Eurifc14

I sec. d.C.

LUCIO ANNEO SENECA, Ercole Furioso, vv. 569-579, atto secondo, coro

Testo tratto da: Lucio Anneo Seneca, Tutte le tragedie, (a cura di Standola M.), Milano 1958, p. 47

È ben riuscito Orfeo a piegare coi suoi canti e le sue supplici preghiere i duri sovrani delle ombre, allorché chiese che gli fosse restituita la sua Euridice, la sua musica, che aveva trascinato le foreste, gli uccelli e le pietre, che aveva arrestato la corsa dei fiumi, al cui risonare s’eran fermate le fiere, rapisce gl’inferi con le sue note insolite, e risuona più chiara in quei luoghi silenziosi.
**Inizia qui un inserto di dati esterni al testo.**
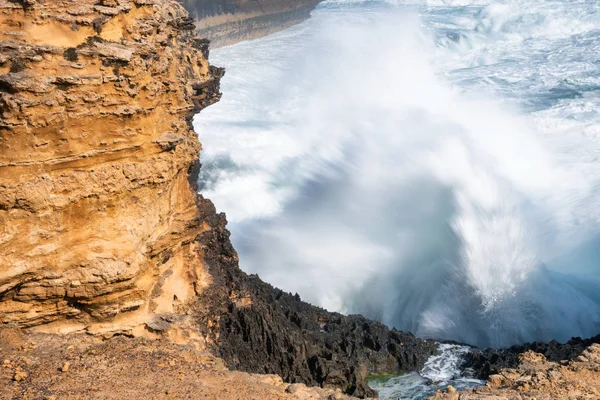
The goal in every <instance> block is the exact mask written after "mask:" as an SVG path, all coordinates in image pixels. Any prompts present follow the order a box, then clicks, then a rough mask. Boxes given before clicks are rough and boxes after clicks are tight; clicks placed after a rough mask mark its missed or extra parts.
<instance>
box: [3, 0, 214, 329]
mask: <svg viewBox="0 0 600 400" xmlns="http://www.w3.org/2000/svg"><path fill="white" fill-rule="evenodd" d="M190 32H192V33H193V25H192V24H190V19H189V16H188V14H187V12H186V11H185V10H184V9H183V7H181V6H180V5H178V4H177V3H176V2H174V1H157V2H156V4H155V2H154V1H152V0H134V1H125V0H122V1H118V2H117V1H112V0H106V1H103V2H102V3H99V2H98V1H95V0H64V1H62V0H61V1H58V0H56V1H44V2H41V1H40V2H37V1H29V2H15V1H7V0H0V112H1V113H2V119H1V120H0V147H1V149H2V151H1V152H0V323H5V324H6V323H14V324H17V325H18V326H22V327H34V326H41V327H42V328H41V329H44V330H54V331H65V330H81V329H87V330H89V331H94V332H99V331H112V330H125V331H130V330H132V329H136V328H138V327H141V326H143V323H144V322H145V321H146V320H147V319H148V315H151V314H154V313H160V312H177V311H178V309H179V308H181V307H184V305H185V303H186V301H187V300H189V298H190V297H192V296H193V295H195V292H196V291H199V290H201V288H202V286H203V285H206V284H207V283H208V280H209V279H210V278H209V277H208V275H207V274H206V271H205V269H204V267H203V263H202V260H201V258H200V257H199V256H198V255H197V254H196V253H195V252H194V247H195V246H196V245H195V244H194V239H195V238H196V237H197V236H198V235H200V234H201V233H202V232H203V231H204V230H205V229H206V228H205V227H204V225H203V224H202V222H201V221H198V220H197V218H196V216H197V205H196V203H195V200H196V193H195V191H194V190H193V189H192V188H191V187H190V184H189V182H188V175H189V173H190V172H189V171H190V169H192V168H193V166H194V165H195V163H197V159H198V153H199V151H200V143H199V142H198V139H197V136H196V134H195V132H194V131H193V130H192V128H191V123H190V120H191V117H192V116H193V114H194V113H196V112H199V111H200V110H201V109H203V108H204V107H206V106H208V105H209V104H211V103H213V102H215V101H217V100H218V99H219V98H220V93H219V91H218V88H219V78H220V77H221V75H222V74H223V71H222V70H220V69H218V68H214V67H211V66H209V64H208V61H207V53H208V48H207V46H208V45H207V41H206V40H202V39H200V38H197V37H195V36H194V35H193V34H192V33H190ZM54 321H56V322H57V323H56V324H54V325H48V324H49V323H51V322H54ZM142 329H143V328H142Z"/></svg>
Piangono Euridice le giovani spose della Tracia, la piangono perfino gli dei insensibili alle lacrime; e anche i giudici, che con fronte assai severa investigano i delitti e scrutano le antiche colpe, anch’essi siedono piangendo Euridice. Alla fine l’arbitro della morte: «Ci diamo per vinti», esclama. «Torna sulla terra. Ma pongo una condizione: tu, compagna sua, incamminati dietro il tuo sposo, e tu, non voltarti per guardare la tua consorte prima che la luce del giorno t’abbia mostrato la dimora degli dei, prima che tu abbia raggiunto la porta spartana del Ténaro». Ma il vero amore odia gli indugi, non li sopporta: e così Orfeo, per la smania di vedere il suo dono, lo perdette.